Dopo la sospensione dell’ “esperienza” dei pretioperai nel maggio 1954, dopo la fondazione della Missione Operaia nel 1957, dopo la ripresa ufficiale nel 1965 dei pretioperai nella Chiesa francese, dopo il 1968 e nonostante le folate di freddo calate sulla Chiesa in questi ultimi tempi, sono ancora presenti circa 700 pretioperai in Francia. “Certo: è necessario esserci!”: è l’espressione di uno di loro. Questa convinzione, che ha già i suoi anni, si è rafforzata con il passare del tempo. Esserci, nascosti come fondamenta. Continuare, attraverso i mutamenti attuali della classe operaia e della società.
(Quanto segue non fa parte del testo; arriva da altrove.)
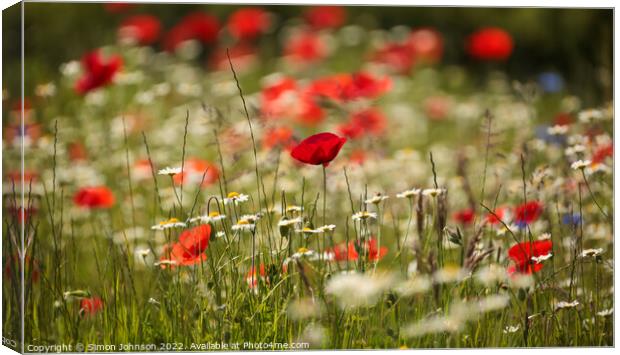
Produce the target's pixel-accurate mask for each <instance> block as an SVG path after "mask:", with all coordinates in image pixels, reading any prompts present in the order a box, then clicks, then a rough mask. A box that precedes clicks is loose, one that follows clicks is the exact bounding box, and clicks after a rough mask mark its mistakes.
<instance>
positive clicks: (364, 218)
mask: <svg viewBox="0 0 620 355" xmlns="http://www.w3.org/2000/svg"><path fill="white" fill-rule="evenodd" d="M351 218H353V220H354V221H361V220H366V219H369V218H372V219H377V214H376V213H374V212H368V211H360V212H357V213H355V214H354V215H353V216H351Z"/></svg>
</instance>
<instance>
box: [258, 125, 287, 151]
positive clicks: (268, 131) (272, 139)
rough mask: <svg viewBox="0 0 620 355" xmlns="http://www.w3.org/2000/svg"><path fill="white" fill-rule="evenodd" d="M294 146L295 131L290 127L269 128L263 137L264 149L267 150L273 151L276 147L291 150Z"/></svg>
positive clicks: (278, 127) (282, 126)
mask: <svg viewBox="0 0 620 355" xmlns="http://www.w3.org/2000/svg"><path fill="white" fill-rule="evenodd" d="M293 144H295V141H294V139H293V130H292V129H290V128H288V127H284V126H282V127H272V128H269V129H268V130H267V131H266V132H265V134H264V136H263V147H264V148H265V149H273V148H274V147H282V148H285V149H289V148H292V145H293Z"/></svg>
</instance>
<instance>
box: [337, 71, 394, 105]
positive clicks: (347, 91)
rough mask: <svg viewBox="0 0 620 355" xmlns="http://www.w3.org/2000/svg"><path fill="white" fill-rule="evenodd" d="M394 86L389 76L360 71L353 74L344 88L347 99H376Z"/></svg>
mask: <svg viewBox="0 0 620 355" xmlns="http://www.w3.org/2000/svg"><path fill="white" fill-rule="evenodd" d="M391 88H392V80H391V79H390V78H389V77H383V78H379V77H375V76H373V75H372V74H370V73H366V72H358V73H355V74H352V75H351V80H350V82H349V83H348V85H346V86H345V87H344V88H343V93H342V94H343V97H344V99H345V100H355V99H359V98H368V99H374V98H377V97H379V96H381V95H383V94H384V93H386V92H387V91H389V90H390V89H391Z"/></svg>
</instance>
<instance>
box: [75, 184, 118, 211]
mask: <svg viewBox="0 0 620 355" xmlns="http://www.w3.org/2000/svg"><path fill="white" fill-rule="evenodd" d="M115 201H116V199H115V198H114V194H112V190H110V189H109V188H107V187H105V186H94V187H83V188H81V189H80V190H79V191H78V192H77V193H76V194H75V196H73V202H74V203H75V204H76V205H78V206H80V207H86V208H110V207H112V206H113V205H114V202H115Z"/></svg>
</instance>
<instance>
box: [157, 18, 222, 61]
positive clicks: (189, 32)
mask: <svg viewBox="0 0 620 355" xmlns="http://www.w3.org/2000/svg"><path fill="white" fill-rule="evenodd" d="M219 31H220V23H219V21H218V19H217V18H216V17H215V16H212V15H210V14H208V13H205V12H194V13H191V14H189V15H187V16H185V17H184V18H183V19H182V20H181V21H180V22H179V23H178V24H176V25H175V26H174V27H173V28H172V29H171V30H170V31H169V32H168V33H167V34H166V37H165V38H164V43H163V44H164V49H165V50H167V51H168V52H174V51H175V50H176V49H177V47H178V46H179V45H180V44H181V43H183V42H185V41H189V40H197V41H200V42H201V43H203V44H211V43H214V42H215V41H216V40H217V36H218V33H219Z"/></svg>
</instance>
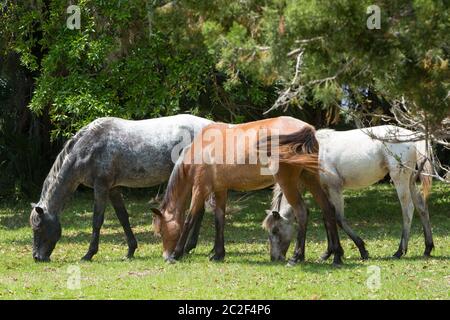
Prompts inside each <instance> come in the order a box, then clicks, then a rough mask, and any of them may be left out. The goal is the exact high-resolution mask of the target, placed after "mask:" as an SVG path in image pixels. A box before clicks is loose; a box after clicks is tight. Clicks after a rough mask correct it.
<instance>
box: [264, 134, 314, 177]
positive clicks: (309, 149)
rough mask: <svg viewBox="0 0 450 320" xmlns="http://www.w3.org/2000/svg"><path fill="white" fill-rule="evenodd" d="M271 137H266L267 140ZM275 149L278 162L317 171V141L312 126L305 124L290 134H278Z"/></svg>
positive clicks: (313, 170) (307, 170) (309, 169)
mask: <svg viewBox="0 0 450 320" xmlns="http://www.w3.org/2000/svg"><path fill="white" fill-rule="evenodd" d="M271 139H272V138H271V137H268V139H267V142H268V141H270V140H271ZM272 151H273V149H272ZM276 151H277V152H276V153H277V154H278V158H279V162H280V163H286V164H290V165H294V166H299V167H302V168H303V169H305V170H307V171H310V172H313V173H317V172H318V171H319V142H318V141H317V139H316V130H315V129H314V127H312V126H305V127H303V128H302V129H300V130H298V131H296V132H294V133H291V134H285V135H279V136H278V147H276Z"/></svg>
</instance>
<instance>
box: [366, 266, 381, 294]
mask: <svg viewBox="0 0 450 320" xmlns="http://www.w3.org/2000/svg"><path fill="white" fill-rule="evenodd" d="M366 286H367V289H369V298H371V299H374V298H376V297H377V293H378V291H379V290H380V289H381V268H380V267H379V266H375V265H371V266H368V267H367V280H366Z"/></svg>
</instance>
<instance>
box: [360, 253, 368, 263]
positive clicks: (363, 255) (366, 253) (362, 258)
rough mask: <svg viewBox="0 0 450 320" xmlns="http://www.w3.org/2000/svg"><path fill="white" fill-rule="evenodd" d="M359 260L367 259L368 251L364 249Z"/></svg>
mask: <svg viewBox="0 0 450 320" xmlns="http://www.w3.org/2000/svg"><path fill="white" fill-rule="evenodd" d="M361 260H363V261H366V260H369V252H367V251H365V252H363V253H361Z"/></svg>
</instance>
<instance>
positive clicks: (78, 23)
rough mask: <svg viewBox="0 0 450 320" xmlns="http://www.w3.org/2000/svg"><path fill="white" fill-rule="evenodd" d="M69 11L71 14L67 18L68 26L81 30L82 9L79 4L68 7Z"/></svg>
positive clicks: (69, 27) (66, 25) (67, 25)
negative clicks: (80, 8)
mask: <svg viewBox="0 0 450 320" xmlns="http://www.w3.org/2000/svg"><path fill="white" fill-rule="evenodd" d="M67 13H68V14H70V15H69V16H68V17H67V20H66V26H67V28H68V29H69V30H75V29H76V30H80V28H81V9H80V7H79V6H77V5H74V4H73V5H70V6H69V7H67Z"/></svg>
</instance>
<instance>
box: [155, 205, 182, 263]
mask: <svg viewBox="0 0 450 320" xmlns="http://www.w3.org/2000/svg"><path fill="white" fill-rule="evenodd" d="M151 210H152V212H153V231H154V232H155V233H156V234H157V235H158V236H161V238H162V241H163V257H164V260H170V259H171V255H172V253H173V251H174V250H175V247H176V245H177V242H178V239H179V238H180V235H181V222H180V221H178V219H176V218H175V217H176V215H175V214H173V213H170V212H168V210H163V212H161V211H160V210H159V209H156V208H151Z"/></svg>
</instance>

Esserci, in una vita di militanza. Ricordare, a tempo o fuori tempo, che non si costruirà nulla di vero o di durevole senza gli operai. […] In queste situazioni, dei preti vivono la loro fede. In queste situazioni pongono il problema di Dio con la loro stessa vita, con i loro gesti e anche con la Parola. Per annunciare questa parola sono stati ordinati preti e nella loro vita di lavoro compiono il ministero che è stato loro affidato. È diminuito il loro numero, come è diminuito il numero dei preti nel nostro paese. Circa un terzo sono in pensione o in prepensionamento. Ma nuovi preti operai vengono inviati dai loro vescovi. Uno di quelli che io ho ordinato è entrato in fabbrica il giorno dopo l’ordinazione. La Chiesa ha bisogno di questo segno utopico, di questo invito evangelico cui ha risposto per primo lo stesso Pietro: “Vai al largo e getta le tue reti”… Questo persistere di un’intuizione profetica mi impressiona sempre più. C’è sempre bisogno di profeti. Ma diventano rari ai nostri giorni. Ci mancano. Quello che essi annunciano deve prender carne, in mezzo al popolo, come Gesù a Nazareth. Sono quarantacinque anni che camminano, con i ritmi di una vita nascosta. Raramente occupano il primo posto sulla scena. Non fanno parte della “chiesa-spettacolo”. Ma ci raccontano la Chiesa, mistero di Dio tra gli uomini, Chiesa di Gesù Cristo.  (Guy Déroubaix, Persistenza di un’intuizione).

 

Ricevete l’abbraccio dei vostri fratelli e sorelle della Comunità del bairro.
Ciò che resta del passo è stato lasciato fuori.